Policy Created The Black White Wealth Gap, Policy Can Fix It, Too
African-American families persistently have a lot less wealth than whites do. They have less to fall back on when things go wrong and they have fewer resources to shape their own future. This wealth gap stems from current and past policies that systematically discriminate against African-Americans. Eliminating the racial wealth gap will require an equally systematic policy approach to removing these barriers.
Families can use their wealth to help them pay their bills when things go wrong, for instance, when somebody loses their job or a family member falls ill. Wealth is also a tool for families to take control of their lives. It allows them to start a business, buy a house, move to a new job when new opportunities emerge, and retire in dignity.
Yet African-American families have consistently less wealth than whites. The median wealth, including the imputed wealth held in defined benefit (DB) pensions for African-Americans amounted to $24,560 in 2016, the last year for which these data are available (see figure below). In comparison, the median wealth for white families was $201,000. By this measure, the typical African-American family has never held more than 22% of the typical white family’s wealth over the past three decades (see figure below).
These wealth differences in large part reflect gaps in key assets. African-American families are much less likely to own a house, have a retirement account, own their own business and have a DB pension than is the case for whites. For instance, only 37.5% of Black families owned a retirement account such as a 401(k) or an IRA, while 65.9% of white families did in 2016 (see figure below). And only 41% of Black families owned their own home then, compared to 71.8% of whites. African-Americans often work in worse jobs with lower pay, fewer benefits and greater job instability than whites do due to occupational steering. Lower pay, fewer benefits and less job stability all make it harder to purchase any of these key assets.
Mortgage and housing market discrimination then further exacerbate these differences. When African-Americans own any of these assets, their assets have much lower values. For example, African-American homeowners had a median home equity of $45,000 in 2016, while white homeowners owned more than twice as much with $92,000 (see figure below). A range of obstacles, including outright discrimination and residential segregation, make it much harder for African-Americans to build wealth, even when they own such assets.

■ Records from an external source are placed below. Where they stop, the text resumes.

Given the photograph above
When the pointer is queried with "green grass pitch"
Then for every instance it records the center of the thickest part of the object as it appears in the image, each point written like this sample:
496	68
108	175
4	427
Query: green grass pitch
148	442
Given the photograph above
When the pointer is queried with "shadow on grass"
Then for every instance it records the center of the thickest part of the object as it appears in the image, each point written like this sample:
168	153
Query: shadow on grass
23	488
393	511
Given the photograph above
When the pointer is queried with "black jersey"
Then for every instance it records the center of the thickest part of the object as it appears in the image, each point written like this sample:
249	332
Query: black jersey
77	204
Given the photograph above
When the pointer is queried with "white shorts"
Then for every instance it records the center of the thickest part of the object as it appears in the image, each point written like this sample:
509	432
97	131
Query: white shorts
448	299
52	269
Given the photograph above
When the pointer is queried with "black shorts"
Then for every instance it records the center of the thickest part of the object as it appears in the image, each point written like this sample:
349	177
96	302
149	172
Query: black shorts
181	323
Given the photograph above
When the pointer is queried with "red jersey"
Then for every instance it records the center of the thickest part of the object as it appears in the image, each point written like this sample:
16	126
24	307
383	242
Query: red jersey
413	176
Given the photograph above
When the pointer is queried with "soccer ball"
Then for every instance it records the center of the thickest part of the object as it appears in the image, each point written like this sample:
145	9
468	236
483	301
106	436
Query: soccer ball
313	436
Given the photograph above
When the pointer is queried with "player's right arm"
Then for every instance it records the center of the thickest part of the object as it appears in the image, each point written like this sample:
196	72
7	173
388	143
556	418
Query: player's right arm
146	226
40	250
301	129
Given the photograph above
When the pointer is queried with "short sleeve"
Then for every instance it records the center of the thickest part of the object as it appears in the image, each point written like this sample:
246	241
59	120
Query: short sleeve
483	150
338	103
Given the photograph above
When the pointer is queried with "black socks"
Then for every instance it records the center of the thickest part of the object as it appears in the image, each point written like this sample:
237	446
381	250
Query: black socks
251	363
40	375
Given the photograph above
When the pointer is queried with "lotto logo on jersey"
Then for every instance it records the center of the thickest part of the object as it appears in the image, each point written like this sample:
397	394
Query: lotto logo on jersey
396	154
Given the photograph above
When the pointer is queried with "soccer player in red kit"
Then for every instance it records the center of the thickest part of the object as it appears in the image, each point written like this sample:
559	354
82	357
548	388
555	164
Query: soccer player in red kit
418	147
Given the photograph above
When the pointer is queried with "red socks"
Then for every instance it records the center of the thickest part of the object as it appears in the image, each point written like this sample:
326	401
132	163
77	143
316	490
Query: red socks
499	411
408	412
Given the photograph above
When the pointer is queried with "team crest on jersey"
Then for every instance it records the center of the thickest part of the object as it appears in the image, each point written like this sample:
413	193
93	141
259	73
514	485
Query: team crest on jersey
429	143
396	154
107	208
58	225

Different credit market experiences further exacerbate these asset gaps as African-Americans have less access to credit that makes it more difficult for them to invest in key assets like a house or a business.
Consider what happens to families with student loan debt. African-Americans are more likely to owe student loans and they owe more in student loans when they have such debt. Their families have less money to pay for their education and predatory for-profit colleges are more likely to target them. Worse, Black students still enter a labor market that consistently offers them fewer good jobs and careers than is the case for white students. The combination of lower pay and higher debt means that more African-American families fall behind in their student loan payments, hurting their credit scores. As a result, they have less access to credit. Almost a third – 31.3% of Black families with student loans – were denied a loan application or did not even apply for a loan out of fear for being denied because of their existing debt or their credit history (see figure below). In comparison, 18.5% of Black families without student loans lacked access to credit. For white families, the respective shares were much lower with 18.5% for those with student loans and 8.8% for those without student loan debt. Black families have less access to begin with and student loan debt worsens that lack of access more so than for whites. Lack of access to affordable and stable credit makes it harder for families to buy a house or start a business, for example.
The massive gaps in student loan debt between Black and white families spill over into asset ownership, widening the racial wealth gap over time. Wealth among Black families with a college degree that also owned student loans grows much more slowly as they get older than is the case for white families with student loans (see figure below). Student loan debt poses a greater obstacle for African-American wealth building than it does for whites.
African-Americans face many hurdles to building wealth wherever they turn. Outright discrimination coupled with less obvious systematic obstacles such as occupational and educational steering that drives African-Americans deeper into student loans all reinforce each other. African-Americans end up with less economic security and fewer opportunity. Eliminating the wealth gap between white and Black families will require an equally systematic policy approach in all aspects that that impact wealth building.